Welche Politik sie verfolgen wird, ist bislang unklar. Fest steht nur das Ziel von 400.000 neuen Wohnungen pro Jahr, das auch schon die alte Bundesregierung in ähnlicher Größenordnung verfolgt hat. Wie das Ministerium zu den Forderungen der Architects for Future steht und welche Ziele es im Bereich der Sanierung von bestehenden Gebäuden verfolgt? Auf eine Anfrage von Flip dazu hat das Ministerium nicht geantwortet.

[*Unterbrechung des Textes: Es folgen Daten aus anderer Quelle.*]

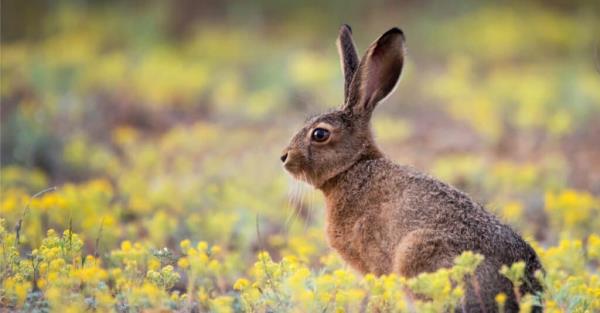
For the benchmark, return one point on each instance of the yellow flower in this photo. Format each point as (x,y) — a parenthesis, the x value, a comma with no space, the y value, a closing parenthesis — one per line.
(183,263)
(241,284)
(185,244)
(126,246)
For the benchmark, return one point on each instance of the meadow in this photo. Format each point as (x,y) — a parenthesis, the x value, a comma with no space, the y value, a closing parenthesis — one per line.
(140,150)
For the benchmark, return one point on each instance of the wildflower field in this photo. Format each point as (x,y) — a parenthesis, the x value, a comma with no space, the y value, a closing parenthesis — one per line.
(140,145)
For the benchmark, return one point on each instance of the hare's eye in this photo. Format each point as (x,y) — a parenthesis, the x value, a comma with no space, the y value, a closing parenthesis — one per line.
(320,134)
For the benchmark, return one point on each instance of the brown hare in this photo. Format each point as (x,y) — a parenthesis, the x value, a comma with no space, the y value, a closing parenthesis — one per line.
(387,218)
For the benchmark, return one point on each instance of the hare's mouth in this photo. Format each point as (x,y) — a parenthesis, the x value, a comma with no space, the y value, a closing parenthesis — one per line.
(295,171)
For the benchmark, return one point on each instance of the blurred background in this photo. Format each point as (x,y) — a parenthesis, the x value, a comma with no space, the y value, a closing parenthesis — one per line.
(163,120)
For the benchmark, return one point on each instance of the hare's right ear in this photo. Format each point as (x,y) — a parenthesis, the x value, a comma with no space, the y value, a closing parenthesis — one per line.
(348,57)
(377,73)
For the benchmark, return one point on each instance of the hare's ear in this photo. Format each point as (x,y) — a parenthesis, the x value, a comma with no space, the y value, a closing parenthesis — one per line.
(377,74)
(348,57)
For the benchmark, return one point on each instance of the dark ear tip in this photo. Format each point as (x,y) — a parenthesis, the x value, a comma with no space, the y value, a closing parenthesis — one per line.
(395,31)
(346,27)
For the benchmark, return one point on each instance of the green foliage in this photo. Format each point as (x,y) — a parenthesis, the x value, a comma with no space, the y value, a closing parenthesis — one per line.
(163,146)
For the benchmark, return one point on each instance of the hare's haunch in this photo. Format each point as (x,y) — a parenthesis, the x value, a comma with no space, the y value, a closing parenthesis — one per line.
(386,218)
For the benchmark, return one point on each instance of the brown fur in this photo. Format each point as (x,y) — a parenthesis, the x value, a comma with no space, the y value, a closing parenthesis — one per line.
(383,217)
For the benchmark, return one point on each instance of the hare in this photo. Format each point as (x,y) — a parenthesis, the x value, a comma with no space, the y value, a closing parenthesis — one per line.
(387,218)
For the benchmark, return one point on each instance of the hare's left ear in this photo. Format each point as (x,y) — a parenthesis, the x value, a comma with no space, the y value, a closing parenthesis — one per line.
(348,57)
(377,73)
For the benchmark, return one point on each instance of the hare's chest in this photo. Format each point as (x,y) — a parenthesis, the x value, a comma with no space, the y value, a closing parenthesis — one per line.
(361,243)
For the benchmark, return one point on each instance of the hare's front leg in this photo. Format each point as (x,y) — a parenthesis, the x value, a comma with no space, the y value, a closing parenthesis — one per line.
(375,248)
(422,251)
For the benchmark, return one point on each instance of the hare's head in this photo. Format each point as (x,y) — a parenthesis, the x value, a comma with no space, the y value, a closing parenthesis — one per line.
(330,143)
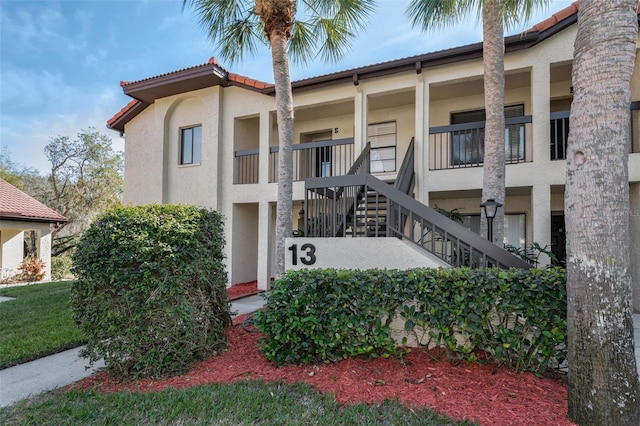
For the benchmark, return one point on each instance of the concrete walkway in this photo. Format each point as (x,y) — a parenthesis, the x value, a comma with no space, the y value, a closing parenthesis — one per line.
(64,368)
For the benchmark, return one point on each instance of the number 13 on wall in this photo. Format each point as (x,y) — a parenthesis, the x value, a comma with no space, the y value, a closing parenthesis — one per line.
(307,257)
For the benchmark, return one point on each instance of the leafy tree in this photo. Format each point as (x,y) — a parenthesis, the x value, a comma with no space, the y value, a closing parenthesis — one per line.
(496,15)
(603,380)
(12,172)
(85,180)
(325,30)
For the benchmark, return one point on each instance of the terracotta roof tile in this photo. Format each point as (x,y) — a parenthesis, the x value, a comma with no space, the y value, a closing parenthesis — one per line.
(248,82)
(555,18)
(15,204)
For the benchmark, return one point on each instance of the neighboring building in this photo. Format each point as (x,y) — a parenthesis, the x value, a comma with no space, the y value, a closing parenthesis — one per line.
(20,212)
(207,136)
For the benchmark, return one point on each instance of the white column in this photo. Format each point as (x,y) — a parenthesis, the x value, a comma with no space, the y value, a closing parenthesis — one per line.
(634,242)
(422,140)
(540,89)
(12,251)
(265,131)
(360,121)
(265,236)
(541,212)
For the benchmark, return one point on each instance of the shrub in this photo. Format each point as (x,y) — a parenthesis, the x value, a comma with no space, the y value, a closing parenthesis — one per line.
(31,269)
(150,293)
(514,317)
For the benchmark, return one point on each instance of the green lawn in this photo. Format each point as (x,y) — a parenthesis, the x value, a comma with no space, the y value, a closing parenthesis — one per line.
(37,323)
(241,403)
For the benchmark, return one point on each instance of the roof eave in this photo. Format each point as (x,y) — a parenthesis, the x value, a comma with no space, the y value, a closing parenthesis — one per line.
(19,218)
(147,91)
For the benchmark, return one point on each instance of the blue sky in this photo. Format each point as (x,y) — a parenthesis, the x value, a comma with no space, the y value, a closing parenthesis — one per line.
(61,62)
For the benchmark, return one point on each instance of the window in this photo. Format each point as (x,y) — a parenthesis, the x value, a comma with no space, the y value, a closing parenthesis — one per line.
(467,146)
(514,227)
(191,145)
(382,137)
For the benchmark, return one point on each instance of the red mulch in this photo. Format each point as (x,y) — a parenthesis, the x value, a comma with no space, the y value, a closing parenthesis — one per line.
(489,395)
(237,291)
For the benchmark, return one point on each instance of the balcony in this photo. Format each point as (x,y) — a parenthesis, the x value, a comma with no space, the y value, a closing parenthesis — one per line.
(560,132)
(312,159)
(462,145)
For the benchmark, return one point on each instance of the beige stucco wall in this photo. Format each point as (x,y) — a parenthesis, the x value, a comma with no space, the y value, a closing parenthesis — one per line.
(12,246)
(234,118)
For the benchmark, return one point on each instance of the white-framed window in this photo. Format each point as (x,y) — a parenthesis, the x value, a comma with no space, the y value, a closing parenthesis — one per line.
(515,227)
(191,145)
(382,137)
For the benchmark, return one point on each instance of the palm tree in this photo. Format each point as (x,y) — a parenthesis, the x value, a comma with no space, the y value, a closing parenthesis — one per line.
(603,380)
(237,26)
(496,15)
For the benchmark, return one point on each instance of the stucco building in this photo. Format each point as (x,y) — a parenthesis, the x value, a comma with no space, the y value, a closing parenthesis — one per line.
(207,136)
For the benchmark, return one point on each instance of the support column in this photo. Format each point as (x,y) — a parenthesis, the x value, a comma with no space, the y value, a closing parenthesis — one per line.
(263,144)
(540,89)
(634,242)
(541,212)
(265,237)
(422,140)
(360,117)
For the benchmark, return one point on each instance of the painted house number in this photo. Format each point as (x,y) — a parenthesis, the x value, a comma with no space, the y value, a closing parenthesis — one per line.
(308,257)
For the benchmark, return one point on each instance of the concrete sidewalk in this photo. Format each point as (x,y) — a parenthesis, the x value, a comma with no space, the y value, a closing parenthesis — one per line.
(64,368)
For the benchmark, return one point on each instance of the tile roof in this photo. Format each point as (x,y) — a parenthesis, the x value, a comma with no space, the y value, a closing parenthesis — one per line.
(557,17)
(233,78)
(123,111)
(16,205)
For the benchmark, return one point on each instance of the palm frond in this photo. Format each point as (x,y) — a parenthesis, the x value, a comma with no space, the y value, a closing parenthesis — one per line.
(437,14)
(302,45)
(329,28)
(230,24)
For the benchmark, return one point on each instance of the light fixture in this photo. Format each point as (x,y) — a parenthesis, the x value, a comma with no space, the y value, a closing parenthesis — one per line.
(490,208)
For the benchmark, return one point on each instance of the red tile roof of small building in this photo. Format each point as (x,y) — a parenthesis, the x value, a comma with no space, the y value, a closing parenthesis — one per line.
(17,205)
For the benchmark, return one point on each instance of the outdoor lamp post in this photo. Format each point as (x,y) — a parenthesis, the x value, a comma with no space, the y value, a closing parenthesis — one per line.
(490,208)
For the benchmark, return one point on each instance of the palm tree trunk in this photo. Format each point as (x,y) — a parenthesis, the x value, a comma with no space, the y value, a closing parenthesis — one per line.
(284,108)
(603,380)
(493,180)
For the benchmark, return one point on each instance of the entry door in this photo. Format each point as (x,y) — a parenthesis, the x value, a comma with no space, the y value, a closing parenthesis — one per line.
(559,239)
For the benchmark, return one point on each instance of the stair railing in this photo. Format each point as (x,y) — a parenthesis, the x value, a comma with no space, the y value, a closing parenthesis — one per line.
(322,221)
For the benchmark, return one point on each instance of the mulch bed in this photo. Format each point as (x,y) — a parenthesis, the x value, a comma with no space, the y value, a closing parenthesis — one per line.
(238,291)
(485,393)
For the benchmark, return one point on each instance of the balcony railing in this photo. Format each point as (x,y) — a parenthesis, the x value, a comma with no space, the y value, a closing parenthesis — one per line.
(560,132)
(462,145)
(316,159)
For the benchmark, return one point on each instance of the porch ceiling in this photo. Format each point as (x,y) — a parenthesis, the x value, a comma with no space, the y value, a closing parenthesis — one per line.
(475,86)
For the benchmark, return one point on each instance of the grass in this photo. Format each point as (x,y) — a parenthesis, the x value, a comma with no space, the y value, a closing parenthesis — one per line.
(241,403)
(37,323)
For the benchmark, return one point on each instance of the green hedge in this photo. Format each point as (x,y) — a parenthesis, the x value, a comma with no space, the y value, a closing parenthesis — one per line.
(515,317)
(150,293)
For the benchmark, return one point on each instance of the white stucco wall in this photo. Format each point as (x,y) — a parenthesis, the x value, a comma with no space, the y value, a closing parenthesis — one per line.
(357,253)
(12,246)
(12,241)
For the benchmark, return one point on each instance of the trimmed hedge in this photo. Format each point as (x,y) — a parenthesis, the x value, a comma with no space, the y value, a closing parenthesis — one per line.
(150,293)
(515,317)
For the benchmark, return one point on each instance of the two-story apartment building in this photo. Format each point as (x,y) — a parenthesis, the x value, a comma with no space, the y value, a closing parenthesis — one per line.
(207,136)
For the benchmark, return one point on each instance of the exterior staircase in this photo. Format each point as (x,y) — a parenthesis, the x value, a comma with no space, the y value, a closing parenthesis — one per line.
(358,205)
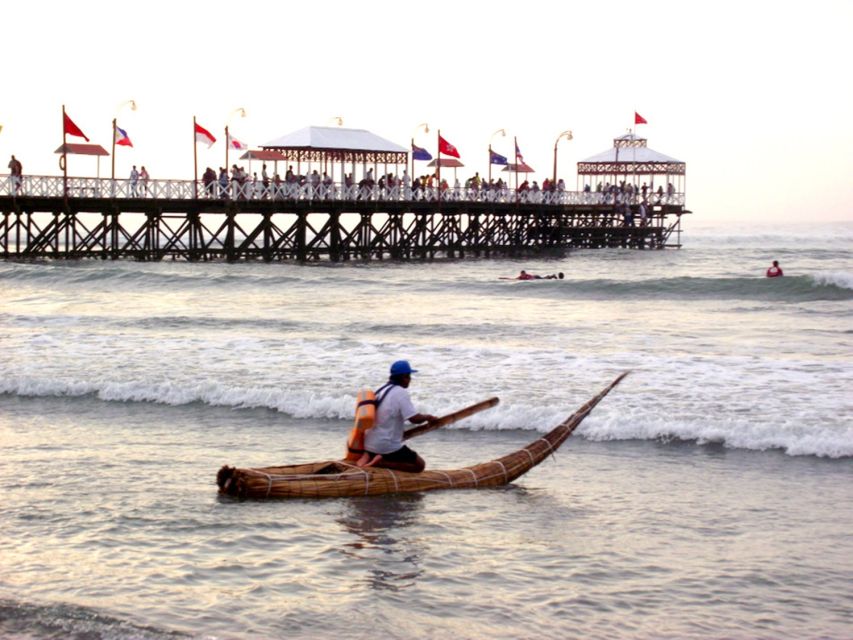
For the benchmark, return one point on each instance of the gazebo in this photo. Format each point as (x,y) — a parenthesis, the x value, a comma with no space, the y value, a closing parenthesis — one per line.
(631,161)
(329,147)
(80,149)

Die Lobby: Braucht es ein Gegengewicht?
Grundsätzlich kann man sagen: Die Baubranche hat natürlicherweise ein Interesse daran, dass Neubauten staatlich gefördert werden. Auch die großen Wohnungskonzerne profitieren von Neubauten, schließlich kann man für neue Wohnungen höhere Mieten verlangen. Ihre Interessen weiß die Immobilienbranche gegenüber der Politik zu kommunizieren. Ihre Lobby gilt als eine der mächtigsten. Viele Lobbyist:innen sind ehemalige Politiker:innen und bestens vernetzt in der Spitzenpolitik. Dazu kommt, dass die Immobilienwirtschaft einer der größten Geldgeber für die großen Parteien ist. 2020 kamen fast 80 Prozent der veröffentlichten Parteispenden an die CDU von Bau- oder Immobilienunternehmen.

Auf der anderen Seite, sagt Michael Wicke, “gab es keine echte Lobby für ökologisches Bauen”. Deshalb haben sich die Architects for Future gegründet. 2021 haben sie die Petition “Bauwende jetzt” gestartet. Mehr als 50.000 Unterstützer:innen haben unterzeichnet. Zusammen mit einer Kollegin hat Michael Wicke die Petition dann im Petitionsausschuss des Bundestages vorgestellt. “Wir haben dort viel Zuspruch bekommen”, sagt er. “Aber passiert ist hinterher gar nix.” Bislang sind die Architects for Future auch noch eine ganz kleine Lobby, sie alle setzen sich neben ihren Jobs ehrenamtlich für die Sache ein. Immerhin aber konnten sie gerade über ein Crowdfunding 66.000 Euro einsammeln. Das Geld soll helfen, künftig ein Büro mit Geschäftsführung zu finanzieren.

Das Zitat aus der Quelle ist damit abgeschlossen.